We walked into the station and the officer looked up kindly at us. Molly flashed a big TV Reporter smile and said “Hello.” Immediately he asked, “Where are you from?” Molly answered, “America.” Now the women were getting even more upset. “They can speak Ukrainian, you know! Don’t believe them if they say they can’t.” To be fair, it did seem prudent at that time to play the I-don’t-speak-the-language-card, even though we had understood nearly every word they had said. Our Ukrainian hadn’t helped, and had somehow landed us in a police station so we decided to fall back on our mother tongue. When I felt a Ukrainian answer was completely necessary, I purposefully spoke with errors. I doubt this had any bearing on the final outcome, but after a few short minutes at the station, we were free to go. And told to make sure we time-stamped our tickets next time we rode the tram. Apparently you can go one stop without it. So the public defenders of L’viv had watched us buy the tickets and waited until we “broke the law” to fine us.
“Like I said, it wasn’t that big of deal,” I typed. But Amber’s digital laughter and exclamations left me doubting the dullness of this story. It did have all my usual components: trouble, redemption, humor and a noon expiration date. Somehow, it had flown below the story-worthy radar. Then I realized this wasn’t the only lead I had buried lately. There was the broken-down bus with a leaking roof that tried to drop off all fifty passengers an hour outside of town, my neighbors who only wash their clothes on delicate cycle because they are afraid of the noise and motion their new washing machine makes, and of course the combination water-gas-electricity outages that accompanied the snowstorm. All of which sound perfectly mundane in my head until I get them down on paper.

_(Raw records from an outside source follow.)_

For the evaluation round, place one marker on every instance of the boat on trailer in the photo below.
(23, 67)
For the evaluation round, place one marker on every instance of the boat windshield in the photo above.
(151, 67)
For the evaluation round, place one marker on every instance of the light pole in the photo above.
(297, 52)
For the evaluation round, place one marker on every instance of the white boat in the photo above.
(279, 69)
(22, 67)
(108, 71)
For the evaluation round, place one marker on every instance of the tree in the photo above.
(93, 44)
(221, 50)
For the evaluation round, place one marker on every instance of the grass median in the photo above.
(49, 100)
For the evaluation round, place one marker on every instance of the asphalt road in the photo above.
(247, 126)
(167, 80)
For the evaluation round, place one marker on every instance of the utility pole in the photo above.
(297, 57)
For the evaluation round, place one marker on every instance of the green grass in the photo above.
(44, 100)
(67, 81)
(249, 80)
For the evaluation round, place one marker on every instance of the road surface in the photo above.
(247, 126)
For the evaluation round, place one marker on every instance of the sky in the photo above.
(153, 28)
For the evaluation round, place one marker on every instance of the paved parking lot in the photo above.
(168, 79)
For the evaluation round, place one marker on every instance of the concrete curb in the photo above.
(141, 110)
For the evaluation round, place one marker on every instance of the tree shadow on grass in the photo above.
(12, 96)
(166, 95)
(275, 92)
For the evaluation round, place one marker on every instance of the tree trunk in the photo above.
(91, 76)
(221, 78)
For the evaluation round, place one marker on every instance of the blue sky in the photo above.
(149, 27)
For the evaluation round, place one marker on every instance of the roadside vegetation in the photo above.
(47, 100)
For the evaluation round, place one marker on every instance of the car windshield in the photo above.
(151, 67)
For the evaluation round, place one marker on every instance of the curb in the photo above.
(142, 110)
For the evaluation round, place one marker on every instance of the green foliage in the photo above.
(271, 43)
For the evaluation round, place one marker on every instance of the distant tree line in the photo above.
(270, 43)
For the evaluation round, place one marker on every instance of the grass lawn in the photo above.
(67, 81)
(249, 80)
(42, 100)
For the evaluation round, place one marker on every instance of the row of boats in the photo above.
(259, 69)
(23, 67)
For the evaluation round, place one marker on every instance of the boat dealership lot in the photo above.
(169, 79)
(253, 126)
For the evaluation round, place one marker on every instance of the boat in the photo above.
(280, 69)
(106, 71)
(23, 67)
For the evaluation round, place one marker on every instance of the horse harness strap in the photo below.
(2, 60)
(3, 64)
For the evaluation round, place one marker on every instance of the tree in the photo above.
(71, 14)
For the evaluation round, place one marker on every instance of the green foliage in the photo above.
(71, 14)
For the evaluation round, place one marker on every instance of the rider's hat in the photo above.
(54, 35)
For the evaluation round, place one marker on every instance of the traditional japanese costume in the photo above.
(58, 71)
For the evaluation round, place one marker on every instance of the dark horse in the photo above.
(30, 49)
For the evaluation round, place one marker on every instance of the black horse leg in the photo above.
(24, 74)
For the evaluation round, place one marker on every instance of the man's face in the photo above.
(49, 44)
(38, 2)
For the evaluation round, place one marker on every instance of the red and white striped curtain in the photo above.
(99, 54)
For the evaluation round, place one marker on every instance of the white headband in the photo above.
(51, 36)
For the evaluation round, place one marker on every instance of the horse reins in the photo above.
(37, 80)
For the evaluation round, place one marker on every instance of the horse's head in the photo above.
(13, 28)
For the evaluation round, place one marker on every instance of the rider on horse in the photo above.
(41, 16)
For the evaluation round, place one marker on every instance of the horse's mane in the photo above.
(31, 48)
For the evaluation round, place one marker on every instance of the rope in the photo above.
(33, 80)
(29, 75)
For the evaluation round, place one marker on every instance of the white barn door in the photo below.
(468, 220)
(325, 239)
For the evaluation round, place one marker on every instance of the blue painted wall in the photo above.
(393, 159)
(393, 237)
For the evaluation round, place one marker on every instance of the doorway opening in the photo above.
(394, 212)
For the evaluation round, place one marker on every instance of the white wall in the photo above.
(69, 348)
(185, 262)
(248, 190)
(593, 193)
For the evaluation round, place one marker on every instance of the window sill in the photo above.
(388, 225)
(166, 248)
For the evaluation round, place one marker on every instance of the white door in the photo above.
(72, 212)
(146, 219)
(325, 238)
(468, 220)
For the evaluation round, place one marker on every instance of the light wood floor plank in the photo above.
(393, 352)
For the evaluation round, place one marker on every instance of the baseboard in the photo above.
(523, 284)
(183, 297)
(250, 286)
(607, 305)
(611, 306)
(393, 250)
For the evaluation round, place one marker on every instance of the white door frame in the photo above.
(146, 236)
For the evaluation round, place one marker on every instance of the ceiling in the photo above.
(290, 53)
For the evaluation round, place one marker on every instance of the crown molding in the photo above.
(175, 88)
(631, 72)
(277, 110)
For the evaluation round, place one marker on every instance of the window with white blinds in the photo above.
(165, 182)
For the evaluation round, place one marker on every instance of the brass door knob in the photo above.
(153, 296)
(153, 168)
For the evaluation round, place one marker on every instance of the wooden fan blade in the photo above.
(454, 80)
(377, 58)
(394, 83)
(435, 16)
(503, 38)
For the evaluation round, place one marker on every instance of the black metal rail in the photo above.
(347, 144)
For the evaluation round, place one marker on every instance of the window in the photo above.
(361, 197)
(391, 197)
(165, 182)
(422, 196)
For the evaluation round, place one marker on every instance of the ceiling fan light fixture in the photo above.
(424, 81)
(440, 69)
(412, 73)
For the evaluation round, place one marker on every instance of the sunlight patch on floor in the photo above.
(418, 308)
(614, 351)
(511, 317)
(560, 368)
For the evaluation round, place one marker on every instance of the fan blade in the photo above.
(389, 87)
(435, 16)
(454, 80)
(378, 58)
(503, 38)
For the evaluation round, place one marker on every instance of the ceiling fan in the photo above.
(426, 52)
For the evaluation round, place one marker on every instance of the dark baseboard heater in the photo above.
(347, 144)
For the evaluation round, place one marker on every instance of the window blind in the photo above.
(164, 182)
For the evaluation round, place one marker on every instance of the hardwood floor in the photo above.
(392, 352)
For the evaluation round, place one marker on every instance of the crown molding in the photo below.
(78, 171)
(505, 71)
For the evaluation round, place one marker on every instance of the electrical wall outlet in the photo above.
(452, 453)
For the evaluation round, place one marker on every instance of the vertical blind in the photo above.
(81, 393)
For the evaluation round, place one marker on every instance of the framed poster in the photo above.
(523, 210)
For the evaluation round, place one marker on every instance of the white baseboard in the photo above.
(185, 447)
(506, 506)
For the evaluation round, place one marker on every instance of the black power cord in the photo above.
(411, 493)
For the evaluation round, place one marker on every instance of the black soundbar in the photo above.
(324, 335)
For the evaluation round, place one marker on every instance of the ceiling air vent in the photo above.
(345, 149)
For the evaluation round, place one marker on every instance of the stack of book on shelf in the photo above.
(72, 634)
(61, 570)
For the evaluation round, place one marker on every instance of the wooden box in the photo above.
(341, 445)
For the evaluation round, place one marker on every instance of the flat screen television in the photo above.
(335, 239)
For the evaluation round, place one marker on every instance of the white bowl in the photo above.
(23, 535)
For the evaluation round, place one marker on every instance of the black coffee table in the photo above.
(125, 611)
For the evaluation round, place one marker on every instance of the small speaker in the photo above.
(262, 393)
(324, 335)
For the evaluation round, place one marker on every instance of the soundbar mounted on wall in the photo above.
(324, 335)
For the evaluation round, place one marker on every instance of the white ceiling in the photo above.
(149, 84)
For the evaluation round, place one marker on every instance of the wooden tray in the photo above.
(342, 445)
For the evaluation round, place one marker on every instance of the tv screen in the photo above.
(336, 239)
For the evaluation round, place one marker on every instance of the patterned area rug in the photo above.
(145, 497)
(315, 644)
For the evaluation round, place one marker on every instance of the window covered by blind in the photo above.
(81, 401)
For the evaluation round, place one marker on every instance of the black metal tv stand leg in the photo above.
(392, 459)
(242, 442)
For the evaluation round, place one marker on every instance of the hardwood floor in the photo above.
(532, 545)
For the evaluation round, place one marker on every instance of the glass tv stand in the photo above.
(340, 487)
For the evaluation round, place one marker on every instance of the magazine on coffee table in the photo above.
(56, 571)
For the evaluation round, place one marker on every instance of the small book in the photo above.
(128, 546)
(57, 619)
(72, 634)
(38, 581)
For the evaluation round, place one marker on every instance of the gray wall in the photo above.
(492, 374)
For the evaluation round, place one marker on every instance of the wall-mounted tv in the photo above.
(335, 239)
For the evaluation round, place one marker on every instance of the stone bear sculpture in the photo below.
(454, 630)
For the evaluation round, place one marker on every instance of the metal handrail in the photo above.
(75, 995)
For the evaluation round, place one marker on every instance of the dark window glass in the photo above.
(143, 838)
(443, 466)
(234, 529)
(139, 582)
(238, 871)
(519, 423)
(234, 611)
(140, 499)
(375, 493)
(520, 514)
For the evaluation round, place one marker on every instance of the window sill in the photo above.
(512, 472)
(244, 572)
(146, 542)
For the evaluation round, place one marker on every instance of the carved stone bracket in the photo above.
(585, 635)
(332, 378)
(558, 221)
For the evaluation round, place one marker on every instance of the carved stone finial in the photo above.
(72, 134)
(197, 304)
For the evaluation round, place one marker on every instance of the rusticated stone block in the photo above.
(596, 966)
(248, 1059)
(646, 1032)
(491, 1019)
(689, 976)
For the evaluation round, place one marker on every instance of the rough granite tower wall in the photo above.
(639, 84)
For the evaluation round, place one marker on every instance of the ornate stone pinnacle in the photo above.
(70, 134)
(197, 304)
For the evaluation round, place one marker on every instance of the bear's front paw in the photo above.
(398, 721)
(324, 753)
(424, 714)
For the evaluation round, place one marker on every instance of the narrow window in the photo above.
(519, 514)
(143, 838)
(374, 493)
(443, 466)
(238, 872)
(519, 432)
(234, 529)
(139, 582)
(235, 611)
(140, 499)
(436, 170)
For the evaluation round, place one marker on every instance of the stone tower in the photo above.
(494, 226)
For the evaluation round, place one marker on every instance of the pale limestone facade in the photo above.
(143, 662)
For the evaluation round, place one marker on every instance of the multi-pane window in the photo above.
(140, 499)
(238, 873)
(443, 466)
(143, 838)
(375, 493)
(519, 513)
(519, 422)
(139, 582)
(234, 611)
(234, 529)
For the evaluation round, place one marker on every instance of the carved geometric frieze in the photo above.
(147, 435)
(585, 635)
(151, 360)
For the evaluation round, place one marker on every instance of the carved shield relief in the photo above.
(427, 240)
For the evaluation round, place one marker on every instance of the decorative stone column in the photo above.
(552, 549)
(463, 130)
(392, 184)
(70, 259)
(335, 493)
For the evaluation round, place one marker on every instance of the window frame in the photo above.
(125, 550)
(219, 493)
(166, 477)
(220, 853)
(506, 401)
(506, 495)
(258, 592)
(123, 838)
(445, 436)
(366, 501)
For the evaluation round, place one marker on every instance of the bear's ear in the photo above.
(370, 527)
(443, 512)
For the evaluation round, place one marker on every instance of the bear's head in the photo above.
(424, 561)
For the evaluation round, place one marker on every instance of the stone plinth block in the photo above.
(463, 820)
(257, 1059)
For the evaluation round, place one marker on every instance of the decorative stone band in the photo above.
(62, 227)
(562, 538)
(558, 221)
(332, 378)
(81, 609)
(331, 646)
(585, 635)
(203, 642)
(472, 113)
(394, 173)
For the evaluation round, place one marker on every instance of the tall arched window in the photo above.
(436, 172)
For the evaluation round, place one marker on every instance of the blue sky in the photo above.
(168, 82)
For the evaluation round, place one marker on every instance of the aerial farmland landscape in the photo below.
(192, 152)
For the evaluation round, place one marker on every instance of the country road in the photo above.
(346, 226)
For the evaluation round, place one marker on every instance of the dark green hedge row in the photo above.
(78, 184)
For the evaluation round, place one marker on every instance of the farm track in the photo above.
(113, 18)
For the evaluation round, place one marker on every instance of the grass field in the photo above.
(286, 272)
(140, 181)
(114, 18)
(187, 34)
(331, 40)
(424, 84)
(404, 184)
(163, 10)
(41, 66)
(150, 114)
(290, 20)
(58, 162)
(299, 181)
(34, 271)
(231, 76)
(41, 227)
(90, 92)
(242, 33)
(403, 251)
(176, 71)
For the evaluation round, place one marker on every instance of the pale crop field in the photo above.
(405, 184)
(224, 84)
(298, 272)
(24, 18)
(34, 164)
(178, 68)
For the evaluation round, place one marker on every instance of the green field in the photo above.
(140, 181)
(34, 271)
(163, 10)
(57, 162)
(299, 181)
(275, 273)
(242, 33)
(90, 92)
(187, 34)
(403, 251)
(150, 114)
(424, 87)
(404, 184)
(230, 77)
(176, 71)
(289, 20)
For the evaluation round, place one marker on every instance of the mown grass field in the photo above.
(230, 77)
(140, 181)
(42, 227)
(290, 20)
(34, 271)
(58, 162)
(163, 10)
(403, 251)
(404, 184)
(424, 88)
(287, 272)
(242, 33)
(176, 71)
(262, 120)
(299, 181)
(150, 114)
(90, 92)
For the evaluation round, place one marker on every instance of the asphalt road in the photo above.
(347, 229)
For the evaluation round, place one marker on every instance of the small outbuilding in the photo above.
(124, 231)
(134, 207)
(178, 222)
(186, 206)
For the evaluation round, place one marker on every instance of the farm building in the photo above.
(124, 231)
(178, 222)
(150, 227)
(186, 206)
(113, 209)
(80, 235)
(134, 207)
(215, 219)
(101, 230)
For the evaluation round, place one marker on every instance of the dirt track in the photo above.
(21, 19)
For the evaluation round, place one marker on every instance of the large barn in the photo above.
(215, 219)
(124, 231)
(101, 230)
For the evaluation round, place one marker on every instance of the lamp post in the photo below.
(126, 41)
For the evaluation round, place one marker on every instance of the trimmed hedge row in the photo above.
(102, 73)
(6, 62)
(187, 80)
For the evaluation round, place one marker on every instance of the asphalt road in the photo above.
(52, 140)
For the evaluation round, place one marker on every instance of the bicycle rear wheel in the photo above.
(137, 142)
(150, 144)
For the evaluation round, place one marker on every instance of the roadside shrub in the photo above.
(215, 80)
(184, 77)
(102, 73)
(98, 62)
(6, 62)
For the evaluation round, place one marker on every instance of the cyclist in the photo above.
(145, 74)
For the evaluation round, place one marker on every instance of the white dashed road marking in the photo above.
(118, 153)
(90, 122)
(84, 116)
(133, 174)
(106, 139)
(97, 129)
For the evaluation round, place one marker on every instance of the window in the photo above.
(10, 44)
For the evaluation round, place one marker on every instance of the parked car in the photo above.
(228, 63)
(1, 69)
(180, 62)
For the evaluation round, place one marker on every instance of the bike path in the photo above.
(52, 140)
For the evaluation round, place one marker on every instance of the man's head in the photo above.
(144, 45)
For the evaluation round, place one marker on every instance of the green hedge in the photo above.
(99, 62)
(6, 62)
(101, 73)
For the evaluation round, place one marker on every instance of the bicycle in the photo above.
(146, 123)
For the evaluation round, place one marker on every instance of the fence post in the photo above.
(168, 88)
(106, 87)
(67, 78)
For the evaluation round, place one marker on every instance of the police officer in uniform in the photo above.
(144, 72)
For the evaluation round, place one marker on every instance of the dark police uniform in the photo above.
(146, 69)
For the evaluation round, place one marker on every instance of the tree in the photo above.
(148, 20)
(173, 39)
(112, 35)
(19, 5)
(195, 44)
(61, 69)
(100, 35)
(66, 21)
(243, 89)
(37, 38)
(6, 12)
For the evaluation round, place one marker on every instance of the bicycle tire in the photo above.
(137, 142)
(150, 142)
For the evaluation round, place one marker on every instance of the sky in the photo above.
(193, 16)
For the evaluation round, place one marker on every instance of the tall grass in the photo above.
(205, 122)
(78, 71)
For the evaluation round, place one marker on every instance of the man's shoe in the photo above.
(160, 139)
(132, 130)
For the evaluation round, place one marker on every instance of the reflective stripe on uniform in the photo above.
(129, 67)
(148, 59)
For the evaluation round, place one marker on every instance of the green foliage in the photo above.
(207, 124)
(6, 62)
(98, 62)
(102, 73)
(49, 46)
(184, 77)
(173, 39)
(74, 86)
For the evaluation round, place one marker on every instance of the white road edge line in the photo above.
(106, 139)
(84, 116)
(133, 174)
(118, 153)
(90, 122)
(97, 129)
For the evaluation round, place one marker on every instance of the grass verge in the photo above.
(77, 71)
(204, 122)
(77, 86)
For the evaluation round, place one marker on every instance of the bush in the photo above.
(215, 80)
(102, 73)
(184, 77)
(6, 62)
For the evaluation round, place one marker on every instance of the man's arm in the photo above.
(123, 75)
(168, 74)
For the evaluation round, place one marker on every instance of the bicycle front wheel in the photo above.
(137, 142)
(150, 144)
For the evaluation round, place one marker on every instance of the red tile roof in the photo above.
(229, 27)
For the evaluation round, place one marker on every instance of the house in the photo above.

One of my friends likened my situation to a disaster zone. “Oh it’s not that bad,” I assured her. Upon further reflection I realized lack of light, heat, and water would probably qualify as a disaster in most parts of the world, but all it meant here was that the students wore gloves in class and we shortened each lesson by fifteen minutes. My family is incredulous that I don’t have pictures of any of these so-called calamites. But it seems weird to take pictures of my ordinary life, even if I am wearing a rain jacket inside a bus while a steady stream of water pours over my head. It’s just another day in Ukraine.